RFC Merged compute image

2026-01-15 17:32:56 +00:00 · 2024-04-02 16:12:12 +01:00
parent 90a8ff55fa
commit efaf2c6663
1 changed files with 54 additions and 0 deletions
--- a/docs/rfcs/033-merged-compute-image.md
+++ b/docs/rfcs/033-merged-compute-image.md
@@ -0,0 +1,54 @@
+## Merged compute image
+https://github.com/neondatabase/neon/issues/6685
+
+### Motivation:
+It's hard to manage compute pools for 3 Postgres versions.  
+(we have a compute image for each version of Postgres (currently, it's 3 for neonVM and 3 for k8s pods; eventually, we will have only neonVMs)).
+We can try putting all Postgres versions into a single image, which should dramatically improve pool usage.
+
+### TODO
+#### Compute code changes:
+
+1. Create merged compute image https://github.com/neondatabase/neon/pull/6808
+2. Pass compute version in spec from control-plane
+3. Change path to the postgres in compute_ctl. Now it is not specified explicitly.
+   `compute_ctl` has `pgbin` and `pgdata` arguments, now they are used only in tests.

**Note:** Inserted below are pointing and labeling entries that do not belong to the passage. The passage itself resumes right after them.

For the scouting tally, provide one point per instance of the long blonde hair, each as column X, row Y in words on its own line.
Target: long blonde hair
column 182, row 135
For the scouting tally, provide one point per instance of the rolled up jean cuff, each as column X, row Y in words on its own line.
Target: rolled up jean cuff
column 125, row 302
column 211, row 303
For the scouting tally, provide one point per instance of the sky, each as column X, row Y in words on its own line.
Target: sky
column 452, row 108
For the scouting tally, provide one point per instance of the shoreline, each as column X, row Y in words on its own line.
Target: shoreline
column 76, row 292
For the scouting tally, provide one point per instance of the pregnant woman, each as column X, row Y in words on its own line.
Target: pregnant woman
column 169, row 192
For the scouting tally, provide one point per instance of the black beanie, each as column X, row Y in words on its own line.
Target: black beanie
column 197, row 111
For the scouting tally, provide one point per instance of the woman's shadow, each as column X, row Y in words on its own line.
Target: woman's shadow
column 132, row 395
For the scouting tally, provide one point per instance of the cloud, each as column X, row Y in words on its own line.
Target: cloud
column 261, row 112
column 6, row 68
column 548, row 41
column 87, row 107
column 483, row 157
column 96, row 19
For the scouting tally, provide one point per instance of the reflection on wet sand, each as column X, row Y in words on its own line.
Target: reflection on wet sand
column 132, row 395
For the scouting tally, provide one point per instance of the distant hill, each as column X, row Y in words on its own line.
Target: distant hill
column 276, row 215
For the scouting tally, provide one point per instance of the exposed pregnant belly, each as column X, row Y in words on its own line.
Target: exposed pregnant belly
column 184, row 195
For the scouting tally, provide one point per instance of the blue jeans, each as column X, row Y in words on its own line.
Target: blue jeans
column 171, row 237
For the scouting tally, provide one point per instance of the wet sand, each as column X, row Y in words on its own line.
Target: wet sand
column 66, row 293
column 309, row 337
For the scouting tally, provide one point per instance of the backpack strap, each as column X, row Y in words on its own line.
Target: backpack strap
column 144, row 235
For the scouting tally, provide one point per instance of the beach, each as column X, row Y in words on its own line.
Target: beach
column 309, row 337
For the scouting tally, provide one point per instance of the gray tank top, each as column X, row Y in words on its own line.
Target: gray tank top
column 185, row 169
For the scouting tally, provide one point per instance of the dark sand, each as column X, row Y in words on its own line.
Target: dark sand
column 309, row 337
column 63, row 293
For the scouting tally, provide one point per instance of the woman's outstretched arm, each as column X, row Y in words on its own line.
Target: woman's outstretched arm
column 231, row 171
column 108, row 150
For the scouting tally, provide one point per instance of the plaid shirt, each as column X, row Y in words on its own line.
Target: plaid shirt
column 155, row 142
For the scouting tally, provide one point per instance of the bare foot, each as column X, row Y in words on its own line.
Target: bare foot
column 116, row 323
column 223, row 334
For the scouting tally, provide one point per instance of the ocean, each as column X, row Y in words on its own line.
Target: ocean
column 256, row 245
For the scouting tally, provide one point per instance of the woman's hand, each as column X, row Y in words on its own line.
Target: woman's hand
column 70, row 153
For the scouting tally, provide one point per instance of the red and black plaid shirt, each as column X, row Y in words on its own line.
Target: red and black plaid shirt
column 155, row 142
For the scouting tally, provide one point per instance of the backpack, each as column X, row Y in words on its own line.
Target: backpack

+3.  Make changes to custom_extension code - fix path handling.
+
+#### Control-plane changes:
+1. Pass compute version in spec from control-plane
+2. Remove old logic of VM pools management
+
+#### Prewarm changes:
+Currently, for pooled VMs, we prewarm postgres to improve cold start speed
+```
+    // If this is a pooled VM, prewarm before starting HTTP server and becoming
+    // available for binding. Prewarming helps Postgres start quicker later,
+    // because QEMU will already have it's memory allocated from the host, and
+    // the necessary binaries will already be cached.
+```
+
+Prewarm = initdb + start postgres + rm pgdata
+
+Q: How should we do prewarm, if we don't know in adwance, what version of postgres will be used?
+I see two options:
+- use versioned pgdata directories and run prewarm operations for all existing versions.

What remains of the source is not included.